The apply_changesheet Graph is defined in nmdc_runtime.site.graphs as follows:

@graph
def apply_changesheet():
    sheet_in = get_changesheet_in()
    perform_changesheet_updates(sheet_in)

which is rendered in Dagster's Dagit UI as a graph:

Dagit UI rendering of apply_changesheet job

Dagit UI rendering of `apply_changesheet` job

Thus, Dagster inspects the Python code's abstract syntax tree (AST) in order to create a graph of operation nodes and their input/output dependencies. You can explore the Dagit rendering of this job at /workspace/repo@nmdc_runtime.site.repository:repo/jobs/apply_changesheet/ on your local instance (at http://localhost:3000 by default) or e.g. the read-only deployed version.

The operations comprising apply_changesheet are @op-decorated functions in nmdc_runtime.site.ops, i.e.

@op(required_resource_keys={"mongo"})
def get_changesheet_in(context) -> ChangesheetIn:
    mdb: MongoDatabase = context.resources.mongo.db
    object_id = context.solid_config.get("object_id")
    ...

and

@op(required_resource_keys={"mongo"})
def perform_changesheet_updates(context, sheet_in: ChangesheetIn):
    ....

Here you can see that Dagster operations (Ops) communicate what resources the need when they are run. Resources are injected as part of the context argument supplied to the function call. You can also see that other particular values that configure the job run, and thus are usable as input, can be passed to the specific solid being run (solid is Dagster's deprecated term for op, and context objects now have equivalent op_config attributes).

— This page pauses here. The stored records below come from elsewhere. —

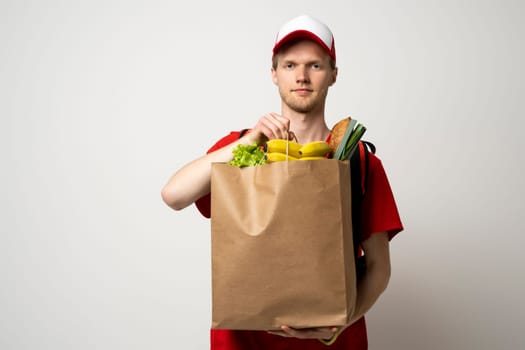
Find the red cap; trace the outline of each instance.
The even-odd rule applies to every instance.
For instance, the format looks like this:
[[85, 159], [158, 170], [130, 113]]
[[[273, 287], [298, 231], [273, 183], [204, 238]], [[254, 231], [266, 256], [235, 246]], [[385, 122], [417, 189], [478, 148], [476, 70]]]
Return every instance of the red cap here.
[[299, 16], [286, 22], [275, 39], [273, 54], [288, 41], [293, 39], [310, 39], [318, 43], [335, 61], [334, 36], [330, 28], [318, 19], [310, 16]]

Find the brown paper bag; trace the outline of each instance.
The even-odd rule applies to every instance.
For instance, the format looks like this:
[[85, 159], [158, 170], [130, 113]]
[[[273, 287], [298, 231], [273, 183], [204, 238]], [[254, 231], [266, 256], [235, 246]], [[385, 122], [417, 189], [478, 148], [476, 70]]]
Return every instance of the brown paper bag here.
[[350, 165], [212, 165], [212, 328], [341, 326], [356, 297]]

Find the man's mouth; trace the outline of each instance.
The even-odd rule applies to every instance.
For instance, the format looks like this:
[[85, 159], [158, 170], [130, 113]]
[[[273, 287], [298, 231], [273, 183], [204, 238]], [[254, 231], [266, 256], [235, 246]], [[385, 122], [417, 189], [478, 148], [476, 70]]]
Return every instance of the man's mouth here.
[[311, 89], [304, 89], [304, 88], [301, 88], [301, 89], [293, 89], [292, 92], [295, 92], [297, 94], [300, 94], [300, 95], [303, 95], [303, 94], [309, 94], [311, 93], [313, 90]]

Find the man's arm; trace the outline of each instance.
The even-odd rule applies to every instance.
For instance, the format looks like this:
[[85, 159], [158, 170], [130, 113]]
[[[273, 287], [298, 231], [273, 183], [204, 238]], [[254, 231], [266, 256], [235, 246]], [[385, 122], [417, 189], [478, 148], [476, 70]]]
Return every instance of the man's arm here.
[[360, 319], [386, 289], [390, 280], [390, 247], [386, 232], [374, 233], [362, 243], [366, 272], [357, 285], [356, 309], [352, 322]]
[[212, 163], [229, 162], [233, 158], [232, 151], [238, 144], [260, 144], [266, 139], [284, 138], [289, 127], [290, 121], [278, 114], [269, 113], [263, 116], [252, 131], [244, 137], [192, 161], [173, 174], [162, 188], [162, 199], [172, 209], [186, 208], [197, 199], [210, 193]]
[[181, 210], [210, 192], [211, 165], [229, 162], [232, 150], [242, 139], [186, 164], [171, 176], [162, 188], [162, 199], [172, 209]]

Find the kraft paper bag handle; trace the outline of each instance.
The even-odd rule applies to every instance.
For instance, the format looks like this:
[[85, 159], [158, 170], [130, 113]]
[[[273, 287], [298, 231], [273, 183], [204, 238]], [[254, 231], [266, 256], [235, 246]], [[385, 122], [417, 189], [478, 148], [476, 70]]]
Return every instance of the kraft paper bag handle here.
[[288, 145], [290, 143], [290, 134], [292, 135], [292, 140], [297, 142], [297, 136], [295, 136], [295, 133], [292, 131], [288, 133], [288, 130], [284, 132], [284, 135], [286, 136], [286, 161], [290, 161], [290, 157], [288, 156]]
[[288, 134], [288, 130], [285, 131], [284, 135], [286, 136], [286, 161], [288, 162], [290, 160], [288, 156], [288, 145], [290, 144], [290, 134]]

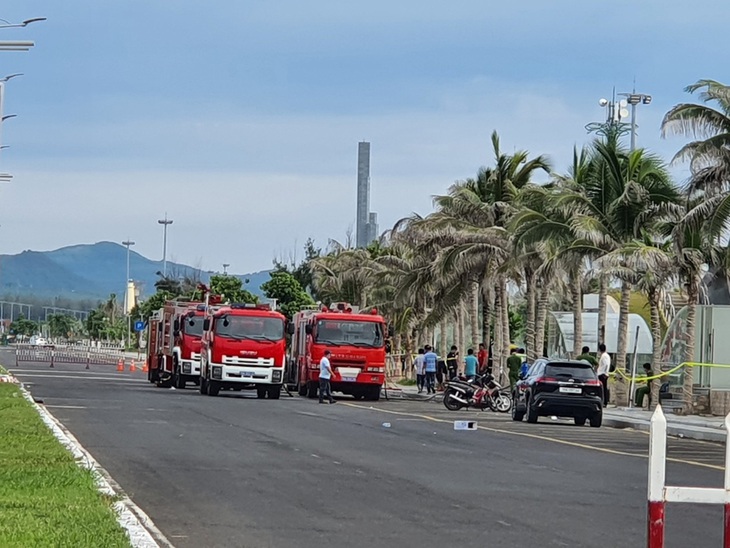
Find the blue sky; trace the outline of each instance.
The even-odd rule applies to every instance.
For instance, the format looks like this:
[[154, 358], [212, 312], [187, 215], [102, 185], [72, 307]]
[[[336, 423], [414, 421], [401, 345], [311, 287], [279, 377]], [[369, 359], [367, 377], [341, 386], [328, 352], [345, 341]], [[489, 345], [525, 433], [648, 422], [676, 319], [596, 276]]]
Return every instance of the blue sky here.
[[[493, 5], [494, 4], [494, 5]], [[0, 253], [131, 238], [161, 258], [269, 268], [354, 226], [372, 143], [381, 230], [505, 151], [564, 171], [616, 87], [651, 94], [638, 142], [700, 78], [730, 82], [726, 2], [6, 0]], [[674, 169], [682, 179], [684, 169]], [[300, 253], [301, 254], [301, 253]]]

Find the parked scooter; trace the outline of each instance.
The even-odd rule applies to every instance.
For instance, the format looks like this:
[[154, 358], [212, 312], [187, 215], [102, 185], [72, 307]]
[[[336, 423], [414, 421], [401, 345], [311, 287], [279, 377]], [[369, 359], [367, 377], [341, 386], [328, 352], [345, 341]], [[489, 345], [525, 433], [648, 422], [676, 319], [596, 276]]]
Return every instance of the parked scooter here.
[[491, 409], [508, 413], [512, 409], [512, 395], [509, 387], [502, 387], [489, 373], [479, 375], [474, 380], [460, 377], [446, 383], [444, 406], [449, 411], [474, 407], [482, 411]]

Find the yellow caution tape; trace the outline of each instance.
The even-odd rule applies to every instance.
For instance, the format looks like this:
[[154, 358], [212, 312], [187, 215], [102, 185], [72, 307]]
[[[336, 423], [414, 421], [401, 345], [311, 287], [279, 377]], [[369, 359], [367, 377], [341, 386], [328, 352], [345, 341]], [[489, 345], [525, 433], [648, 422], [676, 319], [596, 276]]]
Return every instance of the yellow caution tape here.
[[[728, 368], [730, 368], [730, 365], [722, 364], [722, 363], [683, 362], [683, 363], [680, 363], [679, 365], [677, 365], [677, 366], [675, 366], [675, 367], [673, 367], [673, 368], [671, 368], [671, 369], [669, 369], [667, 371], [662, 371], [658, 375], [652, 375], [650, 377], [647, 377], [645, 375], [636, 376], [636, 377], [633, 377], [633, 380], [634, 380], [634, 382], [636, 382], [636, 381], [640, 381], [640, 382], [653, 381], [654, 379], [660, 379], [662, 377], [666, 377], [668, 375], [671, 375], [672, 373], [674, 373], [675, 371], [678, 371], [678, 370], [682, 369], [683, 367], [720, 367], [720, 368], [728, 369]], [[619, 376], [623, 377], [627, 381], [631, 381], [632, 380], [632, 377], [630, 377], [629, 375], [627, 375], [626, 373], [624, 373], [620, 369], [617, 369], [613, 373], [610, 373], [610, 375], [611, 376], [619, 375]]]

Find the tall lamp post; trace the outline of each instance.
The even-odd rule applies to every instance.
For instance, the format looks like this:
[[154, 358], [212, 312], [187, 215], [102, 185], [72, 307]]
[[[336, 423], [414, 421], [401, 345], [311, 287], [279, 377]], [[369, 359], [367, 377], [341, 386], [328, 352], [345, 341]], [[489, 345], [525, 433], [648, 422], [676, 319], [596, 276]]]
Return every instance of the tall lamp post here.
[[631, 151], [636, 150], [636, 105], [639, 103], [648, 105], [651, 103], [651, 95], [636, 93], [619, 93], [622, 97], [626, 97], [626, 101], [631, 105]]
[[228, 276], [228, 267], [231, 266], [230, 263], [223, 263], [223, 275]]
[[129, 313], [129, 248], [134, 245], [132, 240], [122, 242], [127, 247], [127, 279], [124, 282], [124, 313], [127, 315], [127, 344], [132, 338], [132, 316]]
[[167, 218], [167, 212], [165, 212], [165, 218], [157, 221], [163, 228], [162, 232], [162, 275], [167, 277], [167, 225], [172, 224], [172, 219]]

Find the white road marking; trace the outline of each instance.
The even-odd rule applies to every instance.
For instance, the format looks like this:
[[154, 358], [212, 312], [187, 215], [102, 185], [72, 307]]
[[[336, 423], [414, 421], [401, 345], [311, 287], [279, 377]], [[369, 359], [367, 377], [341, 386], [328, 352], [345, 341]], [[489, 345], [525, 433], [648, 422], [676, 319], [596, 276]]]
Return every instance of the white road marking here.
[[46, 405], [46, 407], [53, 409], [87, 409], [83, 405]]
[[[14, 372], [13, 372], [14, 373]], [[125, 379], [124, 377], [92, 377], [90, 375], [59, 375], [58, 373], [42, 373], [39, 375], [29, 375], [27, 373], [23, 373], [22, 375], [17, 375], [17, 377], [25, 378], [25, 377], [41, 377], [41, 378], [47, 378], [52, 377], [54, 379], [80, 379], [80, 380], [92, 380], [92, 381], [121, 381], [121, 382], [147, 382], [147, 379]]]

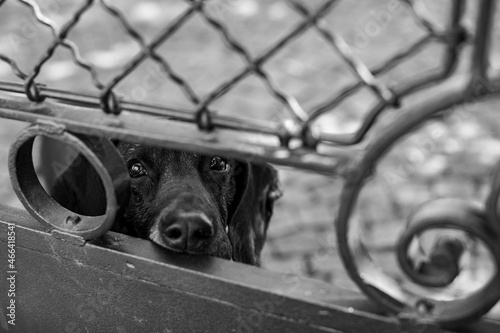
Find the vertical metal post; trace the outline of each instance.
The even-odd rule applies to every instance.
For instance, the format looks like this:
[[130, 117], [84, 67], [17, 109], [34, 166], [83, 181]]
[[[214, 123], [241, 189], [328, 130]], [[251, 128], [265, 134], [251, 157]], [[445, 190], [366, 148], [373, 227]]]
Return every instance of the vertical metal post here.
[[467, 32], [462, 26], [465, 7], [466, 1], [464, 0], [456, 0], [452, 2], [449, 25], [451, 31], [453, 32], [453, 40], [446, 45], [446, 53], [443, 61], [443, 73], [445, 75], [450, 75], [456, 68], [460, 55], [460, 45], [463, 45], [463, 41], [467, 35]]
[[488, 74], [491, 37], [495, 17], [496, 0], [477, 1], [479, 6], [476, 18], [476, 38], [472, 57], [472, 76], [474, 80], [484, 81]]

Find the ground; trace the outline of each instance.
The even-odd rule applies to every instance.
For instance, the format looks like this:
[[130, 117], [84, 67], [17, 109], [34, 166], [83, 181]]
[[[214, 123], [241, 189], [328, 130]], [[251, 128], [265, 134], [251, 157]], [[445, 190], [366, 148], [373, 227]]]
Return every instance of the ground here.
[[[146, 41], [152, 40], [165, 22], [173, 20], [186, 7], [185, 2], [173, 0], [113, 3], [121, 8]], [[311, 8], [319, 3], [307, 1]], [[430, 9], [433, 22], [444, 22], [446, 5], [432, 1], [424, 3]], [[77, 5], [54, 0], [44, 2], [44, 6], [48, 15], [61, 24]], [[212, 0], [207, 3], [207, 10], [224, 20], [235, 38], [253, 56], [266, 50], [300, 19], [297, 12], [278, 0]], [[473, 18], [472, 10], [469, 24]], [[425, 33], [409, 10], [394, 0], [341, 1], [326, 20], [370, 68]], [[0, 10], [0, 22], [0, 53], [14, 58], [20, 68], [28, 72], [49, 44], [50, 30], [34, 22], [27, 7], [13, 2], [7, 2]], [[494, 55], [491, 57], [494, 64], [500, 59], [499, 26], [497, 20]], [[100, 6], [83, 16], [69, 38], [77, 43], [82, 56], [97, 66], [102, 82], [116, 75], [139, 51], [137, 42], [123, 33], [117, 21]], [[439, 68], [440, 52], [437, 45], [432, 45], [383, 75], [382, 80], [395, 86], [426, 70]], [[464, 53], [467, 52], [466, 48]], [[159, 48], [159, 53], [199, 95], [208, 93], [245, 64], [201, 17], [181, 28]], [[278, 52], [264, 69], [306, 110], [355, 80], [338, 53], [313, 30]], [[19, 82], [2, 62], [0, 79]], [[69, 90], [95, 91], [89, 75], [73, 64], [66, 50], [56, 51], [37, 82]], [[139, 66], [118, 89], [122, 95], [137, 101], [192, 106], [152, 61]], [[425, 95], [419, 98], [422, 100]], [[361, 90], [334, 113], [322, 117], [318, 125], [335, 133], [352, 132], [374, 101], [370, 91]], [[418, 101], [417, 98], [412, 102]], [[499, 105], [498, 100], [491, 100], [459, 106], [458, 116], [430, 122], [396, 142], [394, 150], [382, 159], [375, 177], [361, 194], [356, 219], [364, 222], [359, 232], [380, 264], [391, 274], [400, 275], [394, 269], [393, 247], [412, 209], [436, 197], [484, 202], [490, 188], [490, 170], [500, 157]], [[256, 77], [238, 84], [215, 103], [214, 109], [242, 118], [250, 116], [270, 121], [276, 120], [283, 112], [280, 102]], [[381, 127], [387, 125], [396, 112], [390, 111], [378, 124]], [[3, 204], [20, 206], [8, 179], [7, 153], [8, 143], [24, 126], [0, 120], [0, 203]], [[430, 147], [423, 143], [429, 142], [429, 138]], [[368, 140], [374, 139], [376, 135], [368, 137]], [[402, 174], [398, 173], [401, 169], [405, 170]], [[286, 168], [279, 168], [279, 171], [284, 196], [277, 202], [263, 253], [263, 266], [321, 279], [348, 289], [356, 288], [342, 267], [334, 237], [334, 220], [343, 180]], [[393, 181], [394, 175], [397, 176], [396, 182]], [[481, 272], [488, 270], [488, 265], [485, 267]]]

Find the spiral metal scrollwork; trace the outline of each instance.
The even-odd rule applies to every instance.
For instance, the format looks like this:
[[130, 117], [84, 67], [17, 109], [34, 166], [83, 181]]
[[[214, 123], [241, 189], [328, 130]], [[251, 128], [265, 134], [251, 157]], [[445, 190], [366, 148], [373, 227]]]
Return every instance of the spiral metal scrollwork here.
[[[460, 85], [450, 87], [448, 92], [446, 98], [439, 94], [429, 96], [425, 102], [408, 109], [354, 162], [345, 174], [336, 230], [346, 269], [366, 295], [400, 316], [455, 326], [481, 317], [500, 300], [500, 162], [493, 168], [491, 191], [483, 206], [441, 198], [422, 204], [408, 217], [407, 228], [397, 244], [397, 258], [415, 288], [386, 274], [372, 260], [362, 240], [350, 232], [349, 223], [361, 189], [390, 148], [403, 136], [441, 111], [462, 103], [471, 94]], [[439, 236], [435, 237], [426, 260], [415, 262], [410, 255], [412, 244], [424, 234], [437, 230]], [[439, 293], [444, 290], [440, 288], [449, 287], [460, 275], [460, 262], [470, 250], [470, 243], [480, 244], [487, 251], [494, 268], [483, 285], [466, 295], [445, 297]]]
[[480, 241], [495, 260], [496, 272], [479, 290], [471, 295], [447, 301], [425, 301], [428, 314], [444, 322], [455, 322], [480, 316], [490, 310], [500, 299], [500, 242], [499, 235], [492, 228], [484, 210], [460, 199], [437, 199], [419, 207], [410, 217], [408, 228], [401, 236], [397, 248], [398, 260], [403, 271], [413, 281], [429, 287], [446, 287], [460, 273], [460, 256], [465, 247], [463, 240], [443, 233], [437, 245], [431, 249], [433, 262], [423, 274], [412, 266], [412, 258], [408, 249], [415, 237], [431, 231], [461, 230], [471, 237], [472, 241]]
[[[418, 295], [386, 275], [372, 261], [362, 241], [349, 237], [348, 220], [343, 214], [353, 208], [353, 195], [357, 196], [362, 184], [359, 179], [353, 181], [356, 184], [347, 184], [344, 190], [343, 208], [337, 224], [341, 254], [351, 278], [372, 299], [402, 316], [456, 325], [487, 313], [500, 300], [500, 234], [497, 231], [499, 220], [495, 215], [498, 213], [496, 203], [500, 188], [498, 170], [488, 200], [490, 207], [484, 209], [452, 198], [429, 201], [411, 214], [397, 244], [397, 258], [407, 277], [421, 287], [436, 290], [449, 286], [459, 276], [467, 240], [479, 242], [489, 252], [495, 266], [494, 272], [479, 289], [457, 299], [434, 299]], [[428, 260], [417, 265], [410, 255], [412, 244], [418, 237], [435, 230], [440, 231], [440, 236], [435, 238]], [[455, 233], [448, 234], [447, 230]], [[462, 236], [457, 236], [456, 231], [461, 231]]]

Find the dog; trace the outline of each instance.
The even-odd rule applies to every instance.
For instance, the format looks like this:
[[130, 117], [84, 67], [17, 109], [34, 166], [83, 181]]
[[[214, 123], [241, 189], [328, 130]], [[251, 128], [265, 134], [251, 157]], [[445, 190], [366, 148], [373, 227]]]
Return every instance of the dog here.
[[[175, 252], [260, 265], [260, 252], [281, 196], [267, 163], [116, 142], [130, 175], [130, 199], [112, 230]], [[50, 191], [78, 214], [102, 215], [103, 185], [78, 156]]]

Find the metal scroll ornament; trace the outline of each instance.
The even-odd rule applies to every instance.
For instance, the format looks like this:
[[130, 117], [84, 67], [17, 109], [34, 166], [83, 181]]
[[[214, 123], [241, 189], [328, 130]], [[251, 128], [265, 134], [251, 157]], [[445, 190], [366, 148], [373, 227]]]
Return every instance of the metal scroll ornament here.
[[[403, 273], [417, 288], [403, 286], [385, 274], [372, 260], [362, 240], [349, 234], [349, 220], [356, 200], [372, 170], [398, 139], [437, 112], [437, 108], [432, 109], [427, 109], [427, 115], [420, 112], [411, 118], [401, 117], [349, 172], [337, 220], [337, 237], [349, 275], [371, 299], [402, 317], [456, 326], [484, 315], [500, 299], [500, 162], [494, 168], [491, 191], [484, 207], [461, 199], [441, 198], [420, 205], [408, 217], [407, 228], [396, 246], [397, 259]], [[419, 237], [435, 230], [440, 230], [442, 236], [436, 239], [427, 266], [417, 269], [410, 248]], [[455, 236], [457, 234], [462, 236]], [[460, 274], [459, 262], [467, 240], [487, 250], [495, 266], [493, 273], [480, 288], [467, 295], [457, 298], [429, 296], [449, 286]], [[425, 290], [432, 292], [422, 292]]]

This extra level of indirection allows different schemes for the execution of job steps, i.e. ops. For example, the default Dagster Executor executes each step in its own spawned system process on the host machine, i.e. multiprocessing. One can also decide to e.g. execute each step within its own Docker container or even within an ephemeral kubernetes pod. There is similar system flexibility at the Run Launcher level for each Job (configured graph of Ops) run, where one can launch jobs runs in new processes (the default), new Docker containers, etc.

You can read more about options for Dagster Deployment and see how the NMDC Runtime deployment is configured via its dagster.yaml file.

In summary, there are many "touch points" for a given job, such as how it is scheduled (e.g. via a Sensor or via a Schedule that is more akin to Cron), how it is configured to source particular Resources from a Graph template, and how the work of the Graph is split into a collection of Ops that declare their dependencies so that everything can be run in a suitable order. All of these touch points are code-based, and so any modifications made to a given job should be expressed as a git branch for a Pull Request.